Benchmarking the compressed option for ETS and results are unexpected - any thoughts?

Hi!

I’ve been benchmarking the compressed option for ETS and results are unexpected.

I’m caching some HTTP data looking like:

{{<<19,192,227,106,66,196,34,54,198,194,138,214,145,246,99,219,83,180,136,48,7,
    36,164,223,155,25,229,200>>,
  <<218,109,20,124,161,64,36,178,117,238,234,77,188,216,216,109,161,134,64,
    124,101,163,83,236,131,237,198,158>>},
 #{<<"accept-encoding">> => <<"gzip">>},
 <<202,202,12,177,123,34,165,124,70,183,226,42,18,167,173,90,190,70,238,227,
   172,98,102,174,140,249,173,211,248,224,237,219>>,
 {200,
  [{<<"content-type">>,<<"text/html; charset=utf-8">>},
   {<<"cache-control">>,<<"s-maxage=1200, public">>},
   {<<"x-request-id">>,<<"Fy4_SNMQ8ZQSPmoAAAIk">>},
   {<<"x-frame-options">>,<<"SAMEORIGIN">>},
   {<<"x-xss-protection">>,<<"1; mode=block">>},
   {<<"x-content-type-options">>,<<"nosniff">>},
   {<<"x-download-options">>,<<"noopen">>},
   {<<"x-permitted-cross-domain-policies">>,<<"none">>},
   {<<"cross-origin-window-policy">>,<<"deny">>},
   {<<"vary">>,<<"accept-encoding">>},
   {<<"content-encoding">>,<<"gzip">>},
   {<<"content-length">>,<<"1045">>}]},
 #{alternate_keys => [2,3,5,7,11,20],
   created => 1670342093,expires => 1670343293,grace => 1670343413,
   parsed_headers =>
       #{<<"cache-control">> =>
             #{<<"public">> => undefined,<<"s-maxage">> => 1200},
         <<"content-encoding">> => [<<"gzip">>],
         <<"content-type">> =>
             {<<"text">>,<<"html">>,[{<<"charset">>,<<"utf-8">>}]}},
   ttl_set_by => header},
 1670342093}

and using the compressed option when creating the ETS table results in used memory down by a 2.5x factor compared with uncompressed table.

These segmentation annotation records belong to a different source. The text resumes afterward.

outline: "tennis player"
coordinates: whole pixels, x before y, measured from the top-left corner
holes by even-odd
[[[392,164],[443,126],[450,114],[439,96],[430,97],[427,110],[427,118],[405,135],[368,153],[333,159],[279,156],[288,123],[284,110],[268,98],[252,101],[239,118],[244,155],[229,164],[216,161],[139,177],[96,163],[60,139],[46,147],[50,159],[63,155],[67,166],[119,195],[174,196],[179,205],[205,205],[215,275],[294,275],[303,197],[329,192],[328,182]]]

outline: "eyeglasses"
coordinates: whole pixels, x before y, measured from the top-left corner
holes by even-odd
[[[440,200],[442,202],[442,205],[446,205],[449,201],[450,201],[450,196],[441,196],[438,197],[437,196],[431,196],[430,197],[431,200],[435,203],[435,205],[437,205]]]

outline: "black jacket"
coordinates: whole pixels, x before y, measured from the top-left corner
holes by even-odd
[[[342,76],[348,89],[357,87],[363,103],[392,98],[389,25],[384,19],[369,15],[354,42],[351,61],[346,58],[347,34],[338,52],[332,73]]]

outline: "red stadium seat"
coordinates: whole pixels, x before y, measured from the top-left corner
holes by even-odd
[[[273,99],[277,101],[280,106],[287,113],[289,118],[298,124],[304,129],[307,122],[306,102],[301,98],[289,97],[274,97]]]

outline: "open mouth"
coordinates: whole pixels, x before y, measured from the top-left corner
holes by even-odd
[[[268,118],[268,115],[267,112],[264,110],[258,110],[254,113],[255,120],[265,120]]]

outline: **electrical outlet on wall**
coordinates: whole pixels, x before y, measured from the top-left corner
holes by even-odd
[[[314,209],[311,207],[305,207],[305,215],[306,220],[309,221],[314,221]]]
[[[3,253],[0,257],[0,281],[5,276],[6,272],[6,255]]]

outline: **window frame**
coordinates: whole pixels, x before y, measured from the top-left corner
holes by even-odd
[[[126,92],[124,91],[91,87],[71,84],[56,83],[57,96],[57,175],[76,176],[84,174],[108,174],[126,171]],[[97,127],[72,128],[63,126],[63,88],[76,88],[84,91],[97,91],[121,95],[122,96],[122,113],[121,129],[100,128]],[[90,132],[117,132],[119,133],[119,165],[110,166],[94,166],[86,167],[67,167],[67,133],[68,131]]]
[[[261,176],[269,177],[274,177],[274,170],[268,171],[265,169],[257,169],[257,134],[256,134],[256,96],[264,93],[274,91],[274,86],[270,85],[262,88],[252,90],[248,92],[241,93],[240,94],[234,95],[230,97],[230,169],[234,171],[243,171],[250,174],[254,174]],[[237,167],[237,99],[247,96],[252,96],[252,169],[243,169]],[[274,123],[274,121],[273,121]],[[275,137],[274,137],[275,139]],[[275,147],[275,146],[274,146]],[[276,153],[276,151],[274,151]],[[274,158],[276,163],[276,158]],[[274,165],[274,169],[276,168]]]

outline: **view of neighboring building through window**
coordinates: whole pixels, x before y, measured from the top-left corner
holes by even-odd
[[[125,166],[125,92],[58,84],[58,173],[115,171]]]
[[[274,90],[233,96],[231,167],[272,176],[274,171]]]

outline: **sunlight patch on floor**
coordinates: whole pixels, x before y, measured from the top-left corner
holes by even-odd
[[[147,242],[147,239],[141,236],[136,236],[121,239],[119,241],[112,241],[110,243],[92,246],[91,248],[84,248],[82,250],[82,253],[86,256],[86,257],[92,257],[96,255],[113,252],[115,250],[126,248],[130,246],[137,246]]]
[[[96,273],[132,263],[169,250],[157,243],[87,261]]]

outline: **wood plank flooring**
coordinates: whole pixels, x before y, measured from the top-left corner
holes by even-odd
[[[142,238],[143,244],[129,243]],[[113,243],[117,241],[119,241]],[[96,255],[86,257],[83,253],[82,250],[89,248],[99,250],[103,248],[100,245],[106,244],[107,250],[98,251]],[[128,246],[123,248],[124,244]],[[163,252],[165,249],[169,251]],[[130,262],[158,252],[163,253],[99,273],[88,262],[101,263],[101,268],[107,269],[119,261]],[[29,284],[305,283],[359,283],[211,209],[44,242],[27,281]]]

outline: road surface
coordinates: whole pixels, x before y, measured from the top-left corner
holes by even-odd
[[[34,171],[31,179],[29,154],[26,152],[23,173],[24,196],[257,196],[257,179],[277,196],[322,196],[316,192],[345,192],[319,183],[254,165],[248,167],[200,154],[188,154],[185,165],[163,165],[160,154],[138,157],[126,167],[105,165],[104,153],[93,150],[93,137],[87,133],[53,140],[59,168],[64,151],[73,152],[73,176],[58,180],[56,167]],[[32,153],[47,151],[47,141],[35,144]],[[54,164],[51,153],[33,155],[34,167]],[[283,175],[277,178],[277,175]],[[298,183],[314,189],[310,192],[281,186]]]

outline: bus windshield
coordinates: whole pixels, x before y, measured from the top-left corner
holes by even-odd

Regarding performance, I’ve tested ets:lookup/2 and ets:update_element/3 (to update an integer) with set and ordered_set tables of 1 million elements. The only case uncompressed table is faster is lookup in a set (~3% faster). In all other cases, operations on compressed table are faster by ~7%.

Documentation states:

If this option is present, the table data is stored in a more compact format to consume less memory. However, it will make table operations slower. Especially operations that need to inspect entire objects, such as match and select, get much slower. The key element is not compressed.

I’ve taken a look at the code here and there and as far as I understand data is not compressed (with gzip etc.) but stored in a more compact form in memory, is that correct?

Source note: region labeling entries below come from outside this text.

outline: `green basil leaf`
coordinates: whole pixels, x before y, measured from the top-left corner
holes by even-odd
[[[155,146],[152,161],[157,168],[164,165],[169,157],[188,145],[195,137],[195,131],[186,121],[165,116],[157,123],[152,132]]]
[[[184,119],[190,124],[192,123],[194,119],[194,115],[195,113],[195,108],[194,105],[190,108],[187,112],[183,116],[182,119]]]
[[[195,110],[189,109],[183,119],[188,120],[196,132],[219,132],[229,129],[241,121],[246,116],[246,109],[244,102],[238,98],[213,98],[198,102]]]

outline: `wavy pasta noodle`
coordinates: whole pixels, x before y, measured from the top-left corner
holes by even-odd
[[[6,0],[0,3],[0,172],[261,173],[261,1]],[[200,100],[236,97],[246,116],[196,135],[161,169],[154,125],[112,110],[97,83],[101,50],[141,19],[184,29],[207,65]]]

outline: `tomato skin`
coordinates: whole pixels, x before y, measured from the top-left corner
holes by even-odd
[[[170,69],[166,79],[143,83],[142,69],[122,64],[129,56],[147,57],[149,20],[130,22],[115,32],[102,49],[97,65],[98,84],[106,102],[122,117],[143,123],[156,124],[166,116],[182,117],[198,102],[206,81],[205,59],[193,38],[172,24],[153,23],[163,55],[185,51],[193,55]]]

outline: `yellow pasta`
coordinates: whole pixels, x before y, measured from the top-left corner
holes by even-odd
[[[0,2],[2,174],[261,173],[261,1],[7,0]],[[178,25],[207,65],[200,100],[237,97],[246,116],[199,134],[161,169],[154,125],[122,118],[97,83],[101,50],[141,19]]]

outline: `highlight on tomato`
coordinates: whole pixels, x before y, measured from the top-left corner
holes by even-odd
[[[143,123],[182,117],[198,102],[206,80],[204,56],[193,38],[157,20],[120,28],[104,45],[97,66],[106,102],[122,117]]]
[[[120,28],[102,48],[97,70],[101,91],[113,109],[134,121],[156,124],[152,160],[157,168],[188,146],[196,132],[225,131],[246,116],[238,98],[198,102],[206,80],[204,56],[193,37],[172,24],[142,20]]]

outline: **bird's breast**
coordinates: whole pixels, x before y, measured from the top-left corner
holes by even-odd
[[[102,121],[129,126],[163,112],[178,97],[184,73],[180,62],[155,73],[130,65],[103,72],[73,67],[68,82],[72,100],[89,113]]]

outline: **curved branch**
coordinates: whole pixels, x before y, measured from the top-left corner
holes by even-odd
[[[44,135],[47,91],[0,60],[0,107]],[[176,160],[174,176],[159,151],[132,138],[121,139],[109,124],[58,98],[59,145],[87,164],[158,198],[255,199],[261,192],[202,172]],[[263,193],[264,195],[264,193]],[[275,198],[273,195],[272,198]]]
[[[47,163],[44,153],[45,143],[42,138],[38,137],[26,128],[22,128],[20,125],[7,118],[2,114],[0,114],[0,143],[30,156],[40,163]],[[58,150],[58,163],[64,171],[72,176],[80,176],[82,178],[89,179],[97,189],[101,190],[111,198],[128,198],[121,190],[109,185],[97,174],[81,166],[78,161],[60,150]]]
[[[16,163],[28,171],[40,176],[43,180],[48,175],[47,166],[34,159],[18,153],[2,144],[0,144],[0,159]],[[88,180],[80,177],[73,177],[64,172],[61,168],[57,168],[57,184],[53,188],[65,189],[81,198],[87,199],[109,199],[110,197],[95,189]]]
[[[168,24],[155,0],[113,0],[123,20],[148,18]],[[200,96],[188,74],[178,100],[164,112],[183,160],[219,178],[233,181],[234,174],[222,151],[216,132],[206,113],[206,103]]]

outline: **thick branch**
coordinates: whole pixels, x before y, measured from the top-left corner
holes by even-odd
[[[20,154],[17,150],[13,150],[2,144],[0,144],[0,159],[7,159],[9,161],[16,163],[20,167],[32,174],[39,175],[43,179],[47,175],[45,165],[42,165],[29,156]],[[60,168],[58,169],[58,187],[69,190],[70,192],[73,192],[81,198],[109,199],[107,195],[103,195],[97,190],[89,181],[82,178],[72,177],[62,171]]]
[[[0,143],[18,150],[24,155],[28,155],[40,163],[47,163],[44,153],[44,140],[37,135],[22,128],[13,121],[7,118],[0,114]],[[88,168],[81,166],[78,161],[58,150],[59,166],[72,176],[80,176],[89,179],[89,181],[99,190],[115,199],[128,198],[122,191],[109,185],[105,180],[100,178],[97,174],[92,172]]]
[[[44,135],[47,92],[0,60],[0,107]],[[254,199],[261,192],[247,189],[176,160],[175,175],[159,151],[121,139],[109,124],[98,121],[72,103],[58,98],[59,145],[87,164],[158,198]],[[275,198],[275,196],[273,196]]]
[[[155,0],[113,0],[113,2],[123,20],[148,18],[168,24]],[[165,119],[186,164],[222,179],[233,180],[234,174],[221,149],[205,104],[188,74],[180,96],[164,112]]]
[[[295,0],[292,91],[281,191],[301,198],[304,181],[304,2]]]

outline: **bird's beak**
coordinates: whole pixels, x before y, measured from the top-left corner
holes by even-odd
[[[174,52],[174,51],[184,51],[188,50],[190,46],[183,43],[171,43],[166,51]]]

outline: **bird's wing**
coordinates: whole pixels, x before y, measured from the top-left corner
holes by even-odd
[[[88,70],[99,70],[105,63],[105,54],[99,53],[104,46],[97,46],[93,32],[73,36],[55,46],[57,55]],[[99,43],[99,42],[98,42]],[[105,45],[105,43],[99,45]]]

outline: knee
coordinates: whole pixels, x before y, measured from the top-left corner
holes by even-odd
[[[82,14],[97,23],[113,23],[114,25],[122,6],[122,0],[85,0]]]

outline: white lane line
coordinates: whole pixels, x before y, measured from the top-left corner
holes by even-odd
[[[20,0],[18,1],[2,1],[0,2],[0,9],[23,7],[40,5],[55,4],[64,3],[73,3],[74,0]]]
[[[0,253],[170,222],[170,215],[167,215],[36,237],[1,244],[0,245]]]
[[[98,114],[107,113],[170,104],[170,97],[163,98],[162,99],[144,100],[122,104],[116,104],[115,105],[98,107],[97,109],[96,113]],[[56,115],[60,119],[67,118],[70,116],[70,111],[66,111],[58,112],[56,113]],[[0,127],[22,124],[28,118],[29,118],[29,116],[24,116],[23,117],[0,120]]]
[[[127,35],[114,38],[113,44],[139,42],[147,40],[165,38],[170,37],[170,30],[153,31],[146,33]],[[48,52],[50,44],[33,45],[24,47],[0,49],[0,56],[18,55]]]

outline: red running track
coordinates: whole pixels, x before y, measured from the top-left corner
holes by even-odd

How could the benchmark result be explained? Better use of hardware cache thanks to better data locality when data is stored in compressed form?

Except for the functions cited in the documentation (match and select), are they some other trade-offs to be considered?

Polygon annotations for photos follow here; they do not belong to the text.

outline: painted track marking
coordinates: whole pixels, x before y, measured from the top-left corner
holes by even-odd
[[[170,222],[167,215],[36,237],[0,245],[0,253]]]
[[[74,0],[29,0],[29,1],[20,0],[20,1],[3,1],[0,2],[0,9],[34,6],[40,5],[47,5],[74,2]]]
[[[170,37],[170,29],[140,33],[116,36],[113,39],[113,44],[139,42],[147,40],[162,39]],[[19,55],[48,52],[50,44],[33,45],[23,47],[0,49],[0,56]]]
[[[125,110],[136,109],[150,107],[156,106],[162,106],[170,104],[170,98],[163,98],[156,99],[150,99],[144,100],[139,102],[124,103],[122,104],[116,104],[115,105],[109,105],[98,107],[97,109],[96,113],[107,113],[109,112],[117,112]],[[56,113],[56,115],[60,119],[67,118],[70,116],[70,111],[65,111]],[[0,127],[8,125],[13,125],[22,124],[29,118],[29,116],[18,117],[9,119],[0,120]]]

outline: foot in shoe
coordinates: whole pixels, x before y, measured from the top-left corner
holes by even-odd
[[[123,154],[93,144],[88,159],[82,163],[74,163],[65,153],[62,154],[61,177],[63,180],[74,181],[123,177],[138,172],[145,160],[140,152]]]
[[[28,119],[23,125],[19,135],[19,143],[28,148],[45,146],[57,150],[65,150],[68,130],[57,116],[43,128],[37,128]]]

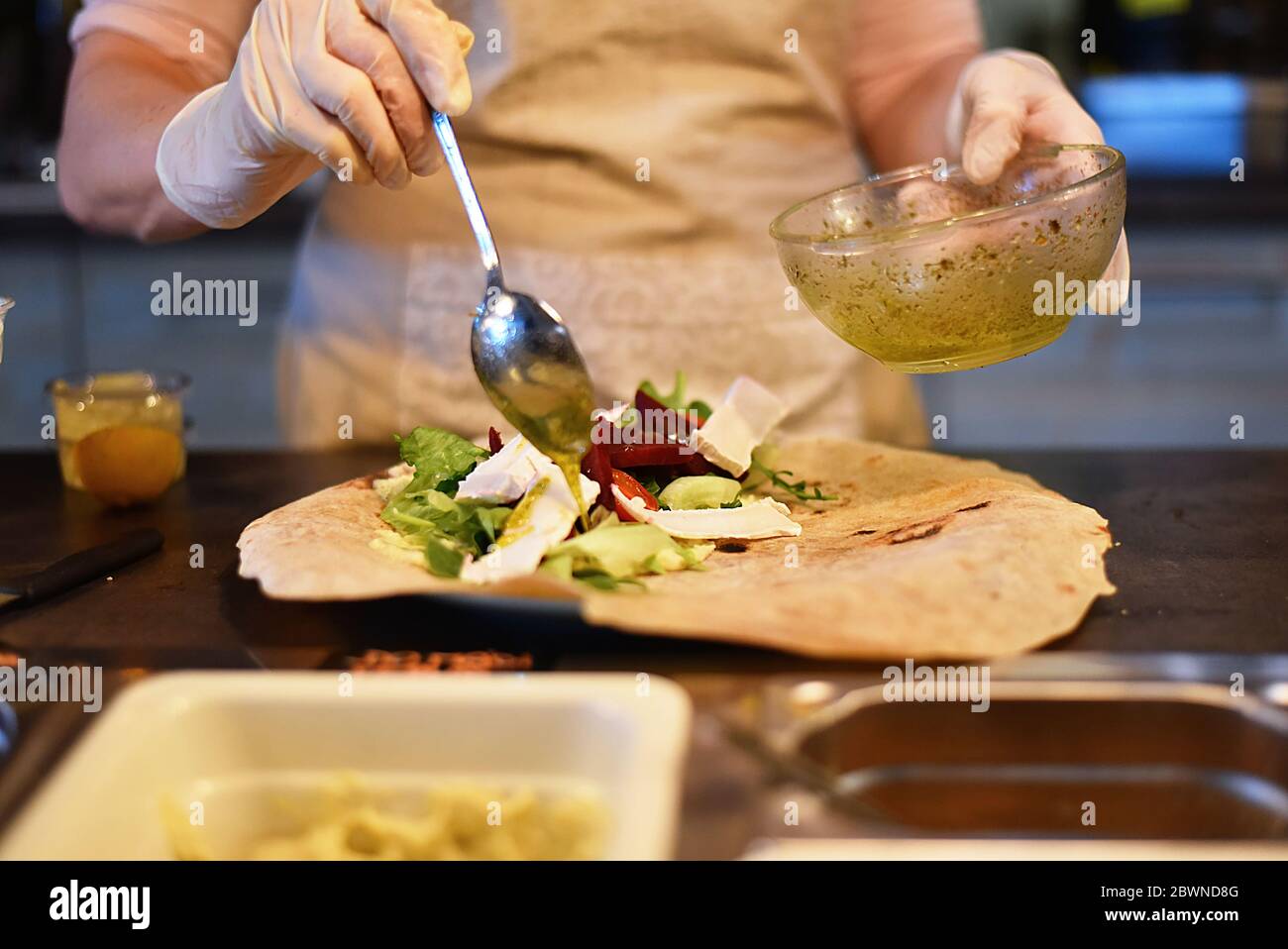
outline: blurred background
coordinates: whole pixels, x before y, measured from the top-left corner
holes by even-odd
[[[3,340],[0,448],[43,444],[45,380],[158,363],[194,377],[197,446],[272,446],[277,317],[309,196],[240,232],[173,246],[95,237],[67,220],[41,171],[55,152],[79,5],[0,8],[0,295],[18,301]],[[948,417],[954,451],[1288,444],[1288,3],[980,8],[989,45],[1048,57],[1127,155],[1141,322],[1075,318],[1033,355],[925,377],[927,415]],[[258,324],[152,315],[152,281],[176,270],[258,279]],[[1244,442],[1230,439],[1233,415],[1245,420]]]

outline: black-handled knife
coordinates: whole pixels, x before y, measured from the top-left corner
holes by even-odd
[[[57,594],[64,594],[88,581],[106,577],[112,570],[161,550],[164,540],[160,531],[147,527],[130,531],[115,541],[64,556],[57,564],[30,577],[0,583],[0,606],[14,603],[22,605],[39,603]]]

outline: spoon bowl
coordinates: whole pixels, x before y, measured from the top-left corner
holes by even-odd
[[[434,112],[434,131],[487,270],[487,290],[470,332],[474,373],[501,415],[565,474],[574,474],[590,448],[594,388],[586,361],[553,306],[506,288],[492,230],[452,122],[442,112]],[[569,487],[577,496],[574,476]]]
[[[590,373],[554,308],[489,287],[470,334],[474,372],[501,415],[551,456],[590,448]]]

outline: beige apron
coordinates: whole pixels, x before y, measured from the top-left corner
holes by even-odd
[[[766,228],[863,174],[844,98],[851,0],[462,0],[474,107],[457,133],[506,282],[549,301],[600,404],[684,370],[748,373],[784,428],[920,443],[908,380],[792,309]],[[450,176],[332,182],[282,343],[287,439],[335,447],[498,420],[474,379],[483,272]]]

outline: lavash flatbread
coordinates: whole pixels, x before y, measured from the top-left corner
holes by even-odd
[[[705,570],[601,592],[546,577],[475,586],[371,547],[371,478],[295,501],[237,542],[241,576],[286,600],[399,594],[580,599],[587,622],[827,658],[984,658],[1070,632],[1096,596],[1104,518],[988,461],[869,442],[808,439],[774,457],[832,502],[792,503],[800,537],[721,542]]]

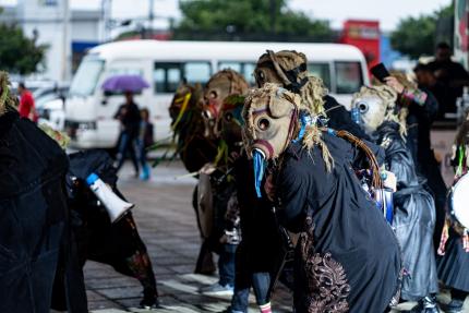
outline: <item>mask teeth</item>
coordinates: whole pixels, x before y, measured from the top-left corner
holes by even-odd
[[[261,184],[264,178],[265,170],[265,154],[258,148],[252,151],[252,158],[254,160],[254,186],[257,197],[262,197]]]

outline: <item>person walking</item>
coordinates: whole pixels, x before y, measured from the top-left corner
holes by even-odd
[[[452,49],[446,43],[436,46],[435,60],[428,65],[445,87],[444,100],[440,103],[442,109],[445,113],[456,112],[456,99],[462,95],[462,87],[469,85],[469,73],[452,60]]]
[[[140,176],[141,180],[148,180],[151,170],[148,167],[148,164],[146,161],[146,149],[153,145],[153,124],[149,121],[149,111],[148,109],[144,108],[140,110],[140,133],[139,133],[139,159],[140,165],[142,166],[142,173]]]
[[[33,94],[26,88],[24,83],[19,84],[17,92],[20,94],[20,105],[17,107],[20,117],[37,123],[38,116],[36,113]]]
[[[141,117],[139,106],[133,101],[132,92],[125,92],[125,104],[119,107],[115,115],[115,119],[118,119],[121,122],[117,169],[119,170],[122,167],[129,153],[135,169],[135,178],[139,178],[139,161],[135,153],[135,140],[139,136]]]

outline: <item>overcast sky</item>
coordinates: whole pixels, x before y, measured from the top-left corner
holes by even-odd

I never considered using this option before and now I feel like I’ve found a superpower, but I’d like to better understand it :blush:

Cheers!

6 Likes

Correct. It’s basically the external format produced by term_to_binary, but with some internal tweaks. Atoms are encoded with internal atom table index and big binaries are encoded with a pointer to the binary data (no data copy). It turned out to be surprisingly good both for speed and compactness.

Yes, I suppose so. CPU cycles are cheap, memory bandwidth is expensive.

Insertions and lookups of entire tuples are probably not relatively more expensive as the tuple must be copied to/from the process heap in the uncompressed case also. For compressed table, it’s like a slightly more complex copy operation.

The key element and “immediate” elements (small integers, atoms, local pids and port identifiers) are not compressed. Operations that might be relatively costly are when a temporary tuple needs to be created in order to access non-key and non-immediate elements. That’s all operations with a match spec, ets:delete_object and insertion in bag when a duplicate key is found.

6 Likes

All those small binaries will yield good compression, as the overhead per binary is much less. Strings (lists of bytes) will also compress very well. One byte per element instead of 16.

3 Likes